(Editor's note: Because the foster children cannot be fully identified unless they are put up for adoption and all parental rights have been terminated, only first names were used.)
VALDOSTA -- When asked if she was having a good time at the Department of Human Resources' fall festival, 3-year-old Celesttisha said, "Yes ma'am."
Standing there Tuesday afternoon in Olympic Park with her face painted and her arms filled with "goodies," Celesttisha had a huge smile on her face ... she had just danced with Clifford, better known as the "Big Red Dog."
Ten-year-old Cory shared Celesttisha's excitement as he ran from one activity to the next, eager to see and do everything the fall festival had to offer. Of course, Cory's favorite thing about the festival was "jumping in the bouncy house."
Celesttisha and Cory are only two of the 160 kids, ranging in age from newborn to 18, in the custody of the Lowndes County Department of Family and Children Services.
Approximately 120 of them are in foster homes. The others reside with relatives or in some type of 24-hour child care institution, said Kay Thomerson, social services foster care supervisor.

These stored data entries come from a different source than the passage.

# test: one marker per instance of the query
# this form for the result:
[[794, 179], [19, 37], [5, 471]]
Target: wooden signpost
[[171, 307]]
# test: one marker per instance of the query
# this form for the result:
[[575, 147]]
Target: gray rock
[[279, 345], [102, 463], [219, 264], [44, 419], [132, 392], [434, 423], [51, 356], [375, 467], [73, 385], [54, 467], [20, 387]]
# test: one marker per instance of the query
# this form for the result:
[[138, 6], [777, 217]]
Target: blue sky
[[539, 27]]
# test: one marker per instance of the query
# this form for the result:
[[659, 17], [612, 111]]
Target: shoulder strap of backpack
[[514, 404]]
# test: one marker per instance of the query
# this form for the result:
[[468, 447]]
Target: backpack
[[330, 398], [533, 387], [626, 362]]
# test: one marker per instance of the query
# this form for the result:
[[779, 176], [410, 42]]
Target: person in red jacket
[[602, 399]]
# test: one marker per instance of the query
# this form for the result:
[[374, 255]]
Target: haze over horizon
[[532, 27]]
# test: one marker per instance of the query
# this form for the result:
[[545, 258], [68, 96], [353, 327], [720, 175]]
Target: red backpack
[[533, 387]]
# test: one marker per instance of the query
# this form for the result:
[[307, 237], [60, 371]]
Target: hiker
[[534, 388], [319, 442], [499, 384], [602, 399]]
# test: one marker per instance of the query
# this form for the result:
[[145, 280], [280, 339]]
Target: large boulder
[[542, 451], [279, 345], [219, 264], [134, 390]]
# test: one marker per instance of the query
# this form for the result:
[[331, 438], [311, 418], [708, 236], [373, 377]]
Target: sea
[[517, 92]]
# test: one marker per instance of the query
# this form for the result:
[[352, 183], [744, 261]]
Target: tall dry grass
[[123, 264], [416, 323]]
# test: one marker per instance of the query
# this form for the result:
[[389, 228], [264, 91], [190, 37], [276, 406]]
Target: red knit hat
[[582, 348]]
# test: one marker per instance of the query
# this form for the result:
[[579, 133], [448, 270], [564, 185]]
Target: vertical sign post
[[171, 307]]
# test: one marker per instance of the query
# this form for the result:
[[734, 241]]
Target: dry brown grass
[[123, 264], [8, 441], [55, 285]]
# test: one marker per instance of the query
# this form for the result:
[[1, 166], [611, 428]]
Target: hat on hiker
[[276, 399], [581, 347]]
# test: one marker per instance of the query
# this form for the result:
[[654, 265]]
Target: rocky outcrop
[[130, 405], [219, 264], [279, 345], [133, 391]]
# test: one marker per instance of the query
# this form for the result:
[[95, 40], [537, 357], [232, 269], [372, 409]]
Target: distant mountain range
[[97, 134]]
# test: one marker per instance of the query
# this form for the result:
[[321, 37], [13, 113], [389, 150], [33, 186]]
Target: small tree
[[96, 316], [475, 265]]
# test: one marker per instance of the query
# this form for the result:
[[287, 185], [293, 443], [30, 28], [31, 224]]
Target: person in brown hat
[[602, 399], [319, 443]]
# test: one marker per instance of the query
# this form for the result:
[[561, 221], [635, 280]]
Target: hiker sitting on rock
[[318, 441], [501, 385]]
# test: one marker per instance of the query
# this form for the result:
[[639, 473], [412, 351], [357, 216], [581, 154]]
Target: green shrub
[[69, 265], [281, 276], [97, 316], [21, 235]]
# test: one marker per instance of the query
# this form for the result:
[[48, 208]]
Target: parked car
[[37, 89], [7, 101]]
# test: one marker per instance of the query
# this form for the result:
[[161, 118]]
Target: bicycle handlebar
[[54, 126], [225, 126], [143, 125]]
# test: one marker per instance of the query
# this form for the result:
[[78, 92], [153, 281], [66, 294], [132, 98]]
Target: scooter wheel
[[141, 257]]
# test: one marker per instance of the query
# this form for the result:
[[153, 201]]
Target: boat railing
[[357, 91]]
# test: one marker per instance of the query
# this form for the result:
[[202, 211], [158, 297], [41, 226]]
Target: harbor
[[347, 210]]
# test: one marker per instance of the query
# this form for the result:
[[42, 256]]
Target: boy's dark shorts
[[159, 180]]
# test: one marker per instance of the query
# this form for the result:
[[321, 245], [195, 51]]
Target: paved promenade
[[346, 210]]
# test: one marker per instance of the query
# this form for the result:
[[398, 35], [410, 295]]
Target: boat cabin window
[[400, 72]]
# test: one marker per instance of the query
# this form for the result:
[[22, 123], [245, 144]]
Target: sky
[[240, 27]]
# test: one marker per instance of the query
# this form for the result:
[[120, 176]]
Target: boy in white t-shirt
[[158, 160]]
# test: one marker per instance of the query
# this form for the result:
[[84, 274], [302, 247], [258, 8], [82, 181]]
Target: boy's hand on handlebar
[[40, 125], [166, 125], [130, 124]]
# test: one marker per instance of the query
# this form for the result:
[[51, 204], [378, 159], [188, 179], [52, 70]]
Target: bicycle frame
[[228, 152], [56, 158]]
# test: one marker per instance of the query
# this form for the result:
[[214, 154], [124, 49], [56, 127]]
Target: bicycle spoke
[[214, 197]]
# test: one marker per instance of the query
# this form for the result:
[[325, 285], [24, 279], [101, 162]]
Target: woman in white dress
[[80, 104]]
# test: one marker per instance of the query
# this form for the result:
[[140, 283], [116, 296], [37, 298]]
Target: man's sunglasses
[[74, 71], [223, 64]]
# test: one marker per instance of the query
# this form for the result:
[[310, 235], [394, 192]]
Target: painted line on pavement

"Our goal is to find permanent homes for each child," said Thomerson. "That can be reunification with the parents, placing them with a relative, or placing them for adoption."
Approximately 25 of the kids in DFCS' custody are ready for adoption. Thomerson said they range in age from 2 to 17.
Most of the kids are placed in foster care due to some form of neglect, abuse or parental incarceration.
The fall festival hosted by DFCS was an attempt to let each of the kids participating know they are not alone.
"We want them to know there are people who love them and other kids who understand what they are going through," Thomerson said.
For many of the sibling or family groups in foster care, the fall festival was a chance for kids to reunite with brothers, sisters, cousins and other relatives.
Thanks to Smokey Bear, Clifford, and numerous foster parents and volunteers, the event was a huge success, as evidenced by the smiles on the kids' faces.
There are 40 foster homes in Lowndes County. However, Thomerson said they are "always needing new ones."